Aggiungo qualcosa io..Dalla periferia guardi cosa c’è dentro e cosa c’è fuori in un modo che nessuno che non ha abitato lì riuscirà a far suo, probabilmente. Questo potrei anche immaginare…ma è una visione troppo poetica.. io cerco l’umano, onestamente..e lo voglio cercare ovunque, senza filtri intellettualoidi idioti. Volevo capire fino a che punto regge la relazione tra posto in cui si vive e ciò che si è…
Mi piacerebbe, per esempio, se oltre alle ricerche su più piani, prendessimo come punti di riferimento una famiglia sicula ed una di “immigrati”- o un immigrato- per ogni zona da intervistare nei cinque mesi, sondando abitudini, modi di vedere il mondo, la sua città e anche quello che c’è oltre, a pochi metri. Quante similitudini e differenze ci sono davvero..cosa vuol dire "essere palermitano" secondo loro..
vuol dire qualcosa? Nella zona contigua “perbene”, pur lasciando che parlino molto da soli i contrasti del territorio, farei invece domande su ciò che pensano e quanto conoscono la realtà che hanno vicinissimo, come spendono i loro soldi, cosa pensano dell’amministrazione cittadina e che sogni hanno, come propone giustamente Giovanni. E inviterei alcuni di loro a commentare con noi la periferia osservandola..
Perché la zona ci determina? Non sono piuttosto le esperienze che facciamo, le facce che incontriamo e le idee che ci costringono a fare nostre o a rigettare a seconda di come viviamo? Solo la cultura può salvare? Questa dovrebbe essere la nostra lettura? Non ci penso nemmeno. Io non voglio procedere come una scassacazzi, spocchiosa, laureata, dottoranda che si è potuta permettere anche le crisi depressive essendo comunque figlia della media borghesia. La cultura è un lusso. Esiste un altro modo di vivere bene che travalica la nozione ma passa comunque dalla bellezza. Cosa è la bellezza per te, questo chiederei. Perché che la bellezza possa salvare il mondo è la sola illusione che mi sento di trattenere oggi. E la bellezza è anche per strada… non so..per adesso mi fermo..ci si vede presto, buona serata
Daniela Rosano: Sono d'accordo, saper apprezzare la bellezza è senza dubbio il modo più sano di stare al mondo..e come dici tu la cultura non è condizione necessaria e a volte nemmeno sufficiente..certo sperare che la zona- come la chiami tu- non ci determini è molto bello..se uno ha la fortuna di nascere e trascorrere la sua vita nel centro di Firenze ovunque si giri attorno lo sguardo gli rimanderà solo immagini di perfezione e armonia e il suo animo (animo?non so come chiamarlo) non potrà restare indifferente..se invece si trova a vivere nel bel mezzo dello Zen -Gregotti può dire quello che vuole- gli sarà più difficile costruirsi un'idea di bellezza..insomma la zona secondo me ci determina ma non produce una sorta di predestinazione..soltanto esistono diversi modi di apprezzare la bellezza e laddove non c'è questa va inventata..penso per esempio alle banlieue parigine (dico la prima minchiatache mi viene) che, dopo tutto il casino,hanno iniziano a lanciare trend culturali -musica, arti visive..-
'è voluto tutto il casino prima però, ovvero una sorta di processo per ottenere un'identificazione precisa..insomma una conquista..potrei spararle grosse..è tardi e mi fermo qui.

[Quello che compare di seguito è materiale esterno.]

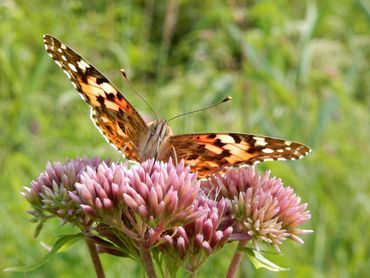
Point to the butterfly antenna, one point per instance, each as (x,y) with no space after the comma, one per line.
(123,72)
(201,109)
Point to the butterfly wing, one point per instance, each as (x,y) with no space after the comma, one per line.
(208,153)
(112,114)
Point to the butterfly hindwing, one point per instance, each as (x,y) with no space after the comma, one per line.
(208,153)
(123,127)
(113,115)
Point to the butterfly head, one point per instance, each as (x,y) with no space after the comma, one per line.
(153,139)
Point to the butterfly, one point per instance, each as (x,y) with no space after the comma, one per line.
(125,129)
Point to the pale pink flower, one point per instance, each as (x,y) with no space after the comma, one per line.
(263,210)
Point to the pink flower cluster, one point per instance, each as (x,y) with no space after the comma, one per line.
(163,207)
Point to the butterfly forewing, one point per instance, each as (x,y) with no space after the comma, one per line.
(113,115)
(124,128)
(211,152)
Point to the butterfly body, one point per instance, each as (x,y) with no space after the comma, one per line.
(124,128)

Giovanni Romano: Penso che il contesto in cui ci muoviamo ci determini in modo assolutamente decisivo. Non si può prescindere da questo. Tuttavia, esistono delle vie di fuga. Ad esempio, la ribellione contro la contaminazione e il conformismo culturale che reca l’appartenenza ad un gruppo o una comunità (una strada, un condominio, un quartiere) può avvenire in qualsiasi uomo. Anche l'individuo meno consapevole e colto può ergersi contro la realtà in cui vive.Questa prospettiva – a mio parere da adoperare nella nostra inchiesta - può significare scoprire le realtà diverse che esistono dentro uno stesso quartiere, del genere degradato: persone che non si riconoscono nei codici e negli schemi di quel quartiere e che però hanno una forza critica; individui semplicemente chiusi in sé stessi oppure una terza ipotesi: immigrati in via di integrazione che riescono ad influenzare in qualche modo – ancora forse molto lentamente – alcune abitudini (pensate alla frutta esotica che si vende a Ballarò, agli annessi negozi delle africane per fare le treccine e così via).

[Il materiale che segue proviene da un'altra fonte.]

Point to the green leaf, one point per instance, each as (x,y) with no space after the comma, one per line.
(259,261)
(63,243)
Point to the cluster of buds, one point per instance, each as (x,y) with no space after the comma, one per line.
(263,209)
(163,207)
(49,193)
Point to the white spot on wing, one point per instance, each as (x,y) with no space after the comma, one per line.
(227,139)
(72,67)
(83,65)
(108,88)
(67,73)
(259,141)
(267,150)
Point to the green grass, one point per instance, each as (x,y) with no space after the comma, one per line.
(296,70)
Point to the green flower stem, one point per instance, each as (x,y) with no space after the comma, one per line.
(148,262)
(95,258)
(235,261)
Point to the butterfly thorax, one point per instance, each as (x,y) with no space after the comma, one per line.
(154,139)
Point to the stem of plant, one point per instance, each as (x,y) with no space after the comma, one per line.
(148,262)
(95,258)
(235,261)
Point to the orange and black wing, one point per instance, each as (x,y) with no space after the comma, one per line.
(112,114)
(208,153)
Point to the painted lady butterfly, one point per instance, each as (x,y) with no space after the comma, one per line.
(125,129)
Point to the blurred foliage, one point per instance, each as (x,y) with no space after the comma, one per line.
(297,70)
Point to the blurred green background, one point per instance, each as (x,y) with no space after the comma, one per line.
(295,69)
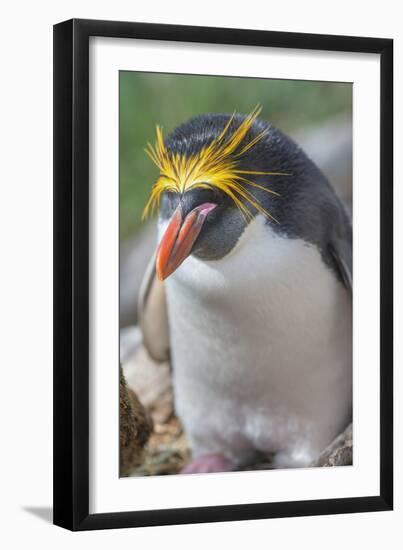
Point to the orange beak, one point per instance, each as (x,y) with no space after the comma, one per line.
(179,238)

Credo anche con franchezza che ci voglia davvero molta pazienza e molto amore per capire le borgate di Palermo se in realtà mai ci si è vissuto. Non è banale dirlo: in una realtà come la nostra, una cosa è passare fugacemente per una strada, altra cosa è viverne i problemi e le sue realtà come propri. I percorsi personali a volte ti permettono di segnare la tua esperienza di immagini assolutamente preziose e insostituibili a confronto con i romanzi che leggi o i film che vedi. Sono cresciuto alla Zisa, ho giocato per lungo tempo a calcio a Borgo Nuovo e grazie al calcio penso di aver conosciuto tantissime tipologie di palermitani, ragazzi normali e ragazzi senza dubbio disagiati. Ho abitato in questi ultimi anni nella zona vicina alla stazione, piena di studenti fuori sede, famiglie popolari e immigrati.

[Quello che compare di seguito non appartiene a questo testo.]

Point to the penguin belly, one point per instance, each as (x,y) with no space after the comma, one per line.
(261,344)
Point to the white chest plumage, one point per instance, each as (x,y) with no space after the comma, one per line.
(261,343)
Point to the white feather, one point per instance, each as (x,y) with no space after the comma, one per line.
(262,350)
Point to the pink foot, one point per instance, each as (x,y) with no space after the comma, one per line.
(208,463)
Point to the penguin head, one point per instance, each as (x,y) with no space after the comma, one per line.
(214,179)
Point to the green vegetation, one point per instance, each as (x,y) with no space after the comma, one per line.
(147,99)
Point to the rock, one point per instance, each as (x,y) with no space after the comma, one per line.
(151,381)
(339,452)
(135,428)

Al contempo ho fatto le medie al Garibaldi, il liceo all’Umberto con i suoi gruppetti musicali e i centri sociali, l’università e il dottorato a Giurisprudenza, ho praticato studi legali frequentati da gente molto ricca. Frequento - come molti – molti locali normali e alcuni locali – oh, my god - alla moda. Ho avuto la fortuna, davvero grossa in questa città, di interagire più o meno a fondo con categorie diverse di persone.Non so a quanti miei colleghi sia capitato di leggere negli anni sul giornale i nomi di propri compagni di infanzia arrestati per rapine o scippi o furti. Ma non è un dispiacere né un vanto: è andata così. Anzi, penso che ci siano ovviamente persone che ne sanno molto di più di me su questa faccenda. Io stesso, infatti, faccio parte ovviamente della middle-class palermitana che può permettersi il lusso di guardare le cose con un minimo di distacco.
Però voglio essere consapevole della mia limitatezza e del fatto che questa middle-class non forma la parte più consistente di Palermo.Di una cosa sono certo: la conoscenza di cosa sia la realtà popolare non si fonda su libri e film; necessita per forza di una profonda esperienza personale, altrimenti resta solo un gioco borghese infantile. Il mio bilancio mi porta a pensare che davvero Palermo sia divisa in due parti: da un lato una minoranza ricca o medio-ricca che vive in un metro quadro di plastica ovattata, inconsapevole, fintamente spensierata, che gira sempre negli stessi posti ogni sera, che frequenta le stesse persone da secoli, che crede di avere il dominio della città ed invece nemmeno conosce un terzo della stessa.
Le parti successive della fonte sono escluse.